If your service is responding to a user’s request, then you almost certainly want to measure how fast those responses are and how many of them are unsuccessful. If you have mechanisms that can degrade the quality of the response a user receives to alleviate excess load on your service, measuring how often this occurs is also a good one.

If the user is expecting some data to be crunched on their behalf either explicitly or implicitly, then they will probably have expectations that processing completes within a reasonable time frame and processes all the data without errors, to measure these expectation we would using freshness and correctness of the processed data and the coverage and throughput of the pipeline doing the processing.

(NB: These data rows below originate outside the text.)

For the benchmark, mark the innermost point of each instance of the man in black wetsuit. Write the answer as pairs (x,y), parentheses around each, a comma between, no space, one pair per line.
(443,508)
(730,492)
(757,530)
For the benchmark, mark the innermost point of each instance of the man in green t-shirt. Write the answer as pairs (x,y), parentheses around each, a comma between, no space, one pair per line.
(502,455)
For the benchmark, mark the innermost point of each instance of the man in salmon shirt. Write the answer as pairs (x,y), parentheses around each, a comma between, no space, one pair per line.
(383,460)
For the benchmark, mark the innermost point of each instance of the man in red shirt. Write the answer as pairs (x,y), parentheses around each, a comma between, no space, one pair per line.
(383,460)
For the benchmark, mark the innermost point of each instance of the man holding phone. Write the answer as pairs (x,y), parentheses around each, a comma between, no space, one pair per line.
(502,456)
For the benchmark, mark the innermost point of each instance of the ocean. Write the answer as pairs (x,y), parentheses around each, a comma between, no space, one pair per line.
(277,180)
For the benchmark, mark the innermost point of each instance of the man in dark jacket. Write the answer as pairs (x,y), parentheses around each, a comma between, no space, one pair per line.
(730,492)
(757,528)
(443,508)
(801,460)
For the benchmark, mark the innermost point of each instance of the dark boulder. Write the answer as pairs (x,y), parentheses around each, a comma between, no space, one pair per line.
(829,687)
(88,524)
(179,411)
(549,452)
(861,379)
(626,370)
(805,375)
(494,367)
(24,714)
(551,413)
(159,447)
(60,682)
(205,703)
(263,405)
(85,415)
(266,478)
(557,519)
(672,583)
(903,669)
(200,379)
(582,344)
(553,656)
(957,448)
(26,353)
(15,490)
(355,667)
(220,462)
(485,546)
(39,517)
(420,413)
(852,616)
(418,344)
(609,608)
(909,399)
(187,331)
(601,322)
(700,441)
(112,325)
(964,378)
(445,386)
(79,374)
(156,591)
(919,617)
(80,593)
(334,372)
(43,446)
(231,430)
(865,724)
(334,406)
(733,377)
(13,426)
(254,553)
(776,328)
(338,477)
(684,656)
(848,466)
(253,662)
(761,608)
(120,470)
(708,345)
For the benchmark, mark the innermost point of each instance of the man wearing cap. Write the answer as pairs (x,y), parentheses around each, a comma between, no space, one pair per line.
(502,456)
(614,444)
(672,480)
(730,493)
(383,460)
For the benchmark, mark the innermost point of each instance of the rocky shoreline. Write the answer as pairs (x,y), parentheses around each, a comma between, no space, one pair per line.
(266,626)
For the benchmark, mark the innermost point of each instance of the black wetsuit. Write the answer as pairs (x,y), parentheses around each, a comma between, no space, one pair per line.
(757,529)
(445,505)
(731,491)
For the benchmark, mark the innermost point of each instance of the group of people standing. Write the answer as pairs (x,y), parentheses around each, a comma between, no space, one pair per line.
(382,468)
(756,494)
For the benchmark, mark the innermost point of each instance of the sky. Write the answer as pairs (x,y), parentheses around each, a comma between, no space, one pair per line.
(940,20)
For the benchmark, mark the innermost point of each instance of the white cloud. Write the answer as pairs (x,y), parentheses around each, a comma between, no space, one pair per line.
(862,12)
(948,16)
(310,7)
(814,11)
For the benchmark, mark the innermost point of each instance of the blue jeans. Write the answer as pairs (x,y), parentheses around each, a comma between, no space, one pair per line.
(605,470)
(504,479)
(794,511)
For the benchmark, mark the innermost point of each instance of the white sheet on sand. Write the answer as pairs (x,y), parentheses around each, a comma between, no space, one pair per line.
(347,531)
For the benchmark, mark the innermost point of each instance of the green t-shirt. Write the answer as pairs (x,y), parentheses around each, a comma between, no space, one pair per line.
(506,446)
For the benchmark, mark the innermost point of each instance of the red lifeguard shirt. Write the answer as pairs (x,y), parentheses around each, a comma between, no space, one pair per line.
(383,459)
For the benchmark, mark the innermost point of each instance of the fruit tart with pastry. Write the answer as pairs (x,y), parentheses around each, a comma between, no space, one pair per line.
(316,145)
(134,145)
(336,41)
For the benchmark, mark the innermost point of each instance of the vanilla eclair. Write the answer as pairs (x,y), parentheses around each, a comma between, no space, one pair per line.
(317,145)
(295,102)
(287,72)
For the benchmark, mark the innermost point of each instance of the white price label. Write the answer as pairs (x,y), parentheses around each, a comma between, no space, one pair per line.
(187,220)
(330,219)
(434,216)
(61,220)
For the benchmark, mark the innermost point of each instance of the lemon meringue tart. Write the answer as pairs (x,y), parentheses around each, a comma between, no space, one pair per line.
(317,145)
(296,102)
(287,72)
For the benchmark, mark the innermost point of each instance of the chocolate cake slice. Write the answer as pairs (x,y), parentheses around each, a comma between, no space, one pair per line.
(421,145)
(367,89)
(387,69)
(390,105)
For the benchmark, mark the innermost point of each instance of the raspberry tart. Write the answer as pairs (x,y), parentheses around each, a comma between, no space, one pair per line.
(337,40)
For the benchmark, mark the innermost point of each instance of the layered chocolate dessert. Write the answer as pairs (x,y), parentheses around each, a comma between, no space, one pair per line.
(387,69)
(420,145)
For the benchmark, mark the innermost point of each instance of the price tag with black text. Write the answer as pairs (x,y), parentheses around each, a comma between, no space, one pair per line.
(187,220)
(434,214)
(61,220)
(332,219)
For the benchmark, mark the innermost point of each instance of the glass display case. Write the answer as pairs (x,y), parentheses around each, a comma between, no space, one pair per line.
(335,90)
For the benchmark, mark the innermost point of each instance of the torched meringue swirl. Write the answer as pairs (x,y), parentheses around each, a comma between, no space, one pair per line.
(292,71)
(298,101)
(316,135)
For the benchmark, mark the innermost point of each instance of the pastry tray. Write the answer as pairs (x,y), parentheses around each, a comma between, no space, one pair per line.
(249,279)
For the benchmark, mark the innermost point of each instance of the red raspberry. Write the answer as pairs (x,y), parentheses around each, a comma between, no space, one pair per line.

If the user is giving you some of their data to store and they have expectations that they will be able to retrieve that data again, we would measure it using the durability.

Now lets consider different SLI Types, to track the reliability of a request response interaction in a user journey we should be measuring the availability, latency, and quality. For the SLI Type : Data Processing that is if user expects the system to process and provide data, our SLI’s should be measuring freshness, correctness, coverage, and throughput.

It’s always better to stick on to 5 to 6 SLI’s, just to make it clear setting SLI’s doesn’t mean you should setup fewer metrics to monitor your systems operation. This can become harder and harder to stick to, and on re-iterating, it’s important to remember that not all of your monitoring metrics make useful SLIs, even if they have reasonable correlations to outages. The way we think about it is that a degradation in your SLIs is an indication that something is wrong. But once the degradation has become bad enough to provoke some form of incident response, we’ll need those other systems metrics to help us figure out what is actually happening. Try to always aggregate the SLI’s, it would help you have lesser number of SLI’s.

Once you have set the SLI’s you could set your SLO’s , always make sure you have a continuous review and improvement process also setup.